For more than twenty years, clinical researchers have been publishing data regarding incidence and risk of adverse events (AEs) incurred during hospitalizations. Hospitals have standard operating policies and procedures (SOPP) to protect patients from AE. The AE specifics (rates, SOPP failures, timing and risk factors) during heart failure (HF) hospitalizations are unknown. There were 1,722 patients discharged with a primary diagnosis of HF from an academic hospital between January 2005 and December 2007. Three hundred eighty-one patients experienced 566 AEs, classified into four categories: medication (43.9%), infection (18.9%), patient care (26.3%), or procedural (10.9%).

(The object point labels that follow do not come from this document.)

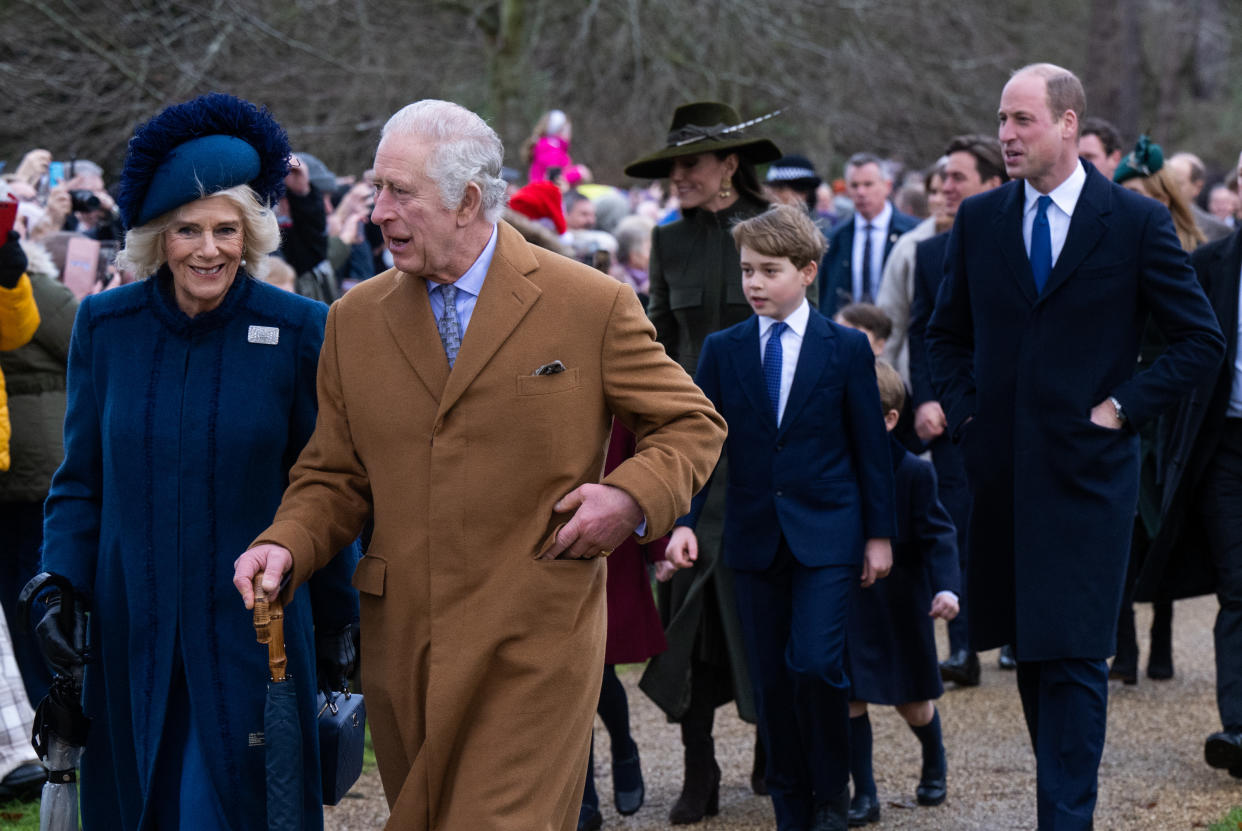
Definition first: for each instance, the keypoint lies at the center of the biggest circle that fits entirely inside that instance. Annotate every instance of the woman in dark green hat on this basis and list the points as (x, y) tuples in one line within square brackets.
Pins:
[(709, 159), (1144, 172)]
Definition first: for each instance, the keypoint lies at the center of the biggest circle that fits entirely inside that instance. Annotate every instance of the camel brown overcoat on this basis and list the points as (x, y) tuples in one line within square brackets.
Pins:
[(481, 663)]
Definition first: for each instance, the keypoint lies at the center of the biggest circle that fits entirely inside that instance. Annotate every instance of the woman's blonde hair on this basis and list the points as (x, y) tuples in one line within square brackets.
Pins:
[(1163, 188), (261, 235)]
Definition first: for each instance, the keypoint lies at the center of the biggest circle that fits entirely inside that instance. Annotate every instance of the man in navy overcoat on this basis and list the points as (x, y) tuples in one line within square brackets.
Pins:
[(1050, 281)]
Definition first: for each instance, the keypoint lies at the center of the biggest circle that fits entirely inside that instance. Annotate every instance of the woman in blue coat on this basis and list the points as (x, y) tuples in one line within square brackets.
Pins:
[(189, 396)]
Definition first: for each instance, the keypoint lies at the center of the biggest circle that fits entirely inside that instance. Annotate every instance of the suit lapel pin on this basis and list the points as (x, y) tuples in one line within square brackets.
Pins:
[(267, 336)]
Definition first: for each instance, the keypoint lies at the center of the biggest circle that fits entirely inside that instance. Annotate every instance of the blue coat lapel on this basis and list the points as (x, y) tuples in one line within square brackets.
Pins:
[(810, 365), (750, 372), (1009, 230)]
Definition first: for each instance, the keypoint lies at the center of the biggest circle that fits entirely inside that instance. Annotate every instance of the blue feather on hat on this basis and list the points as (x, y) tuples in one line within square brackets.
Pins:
[(203, 145)]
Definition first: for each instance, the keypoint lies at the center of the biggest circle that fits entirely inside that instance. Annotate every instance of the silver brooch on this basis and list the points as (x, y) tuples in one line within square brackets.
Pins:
[(265, 334)]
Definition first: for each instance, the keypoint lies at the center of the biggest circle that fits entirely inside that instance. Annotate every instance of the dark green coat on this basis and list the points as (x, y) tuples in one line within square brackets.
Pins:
[(696, 290), (35, 378)]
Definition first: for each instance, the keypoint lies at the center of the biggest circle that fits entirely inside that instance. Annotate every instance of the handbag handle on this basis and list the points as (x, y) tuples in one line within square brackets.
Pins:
[(270, 630)]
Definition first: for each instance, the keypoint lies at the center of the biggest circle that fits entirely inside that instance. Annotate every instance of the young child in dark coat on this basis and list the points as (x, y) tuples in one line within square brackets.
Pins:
[(891, 642), (809, 508)]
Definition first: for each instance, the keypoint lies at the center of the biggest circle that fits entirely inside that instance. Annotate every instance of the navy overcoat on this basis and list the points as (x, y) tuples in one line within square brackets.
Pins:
[(1053, 493), (179, 437)]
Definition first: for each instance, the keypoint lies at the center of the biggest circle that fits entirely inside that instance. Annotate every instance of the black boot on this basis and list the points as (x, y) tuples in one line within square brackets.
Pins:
[(1125, 663), (1160, 657), (589, 817), (933, 785), (759, 769), (961, 667), (701, 789), (834, 814), (865, 805), (701, 793)]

Three distinct analyses were performed: 1) patient's perspective of SOPP reliability including cumulative distribution and hazard functions of time to AEs; 2) Cox proportional hazards model to determine independent patient-specific risk factors for AEs; and 3) hospital administration's perspective of SOPP reliability through three years of the study including cumulative distribution and hazard functions of time between AEs and moving range statistical process control (SPC) charts for days between failures of each type. This is the first study, to our knowledge, to consider reliability of SOPP from both the patient's and hospital administration's perspective. AE rates in hospitalized patients are similar to other recently published reports and did not improve during the study period. Operations research methodologies will be necessary to improve reliability of care delivered to hospitalized patients.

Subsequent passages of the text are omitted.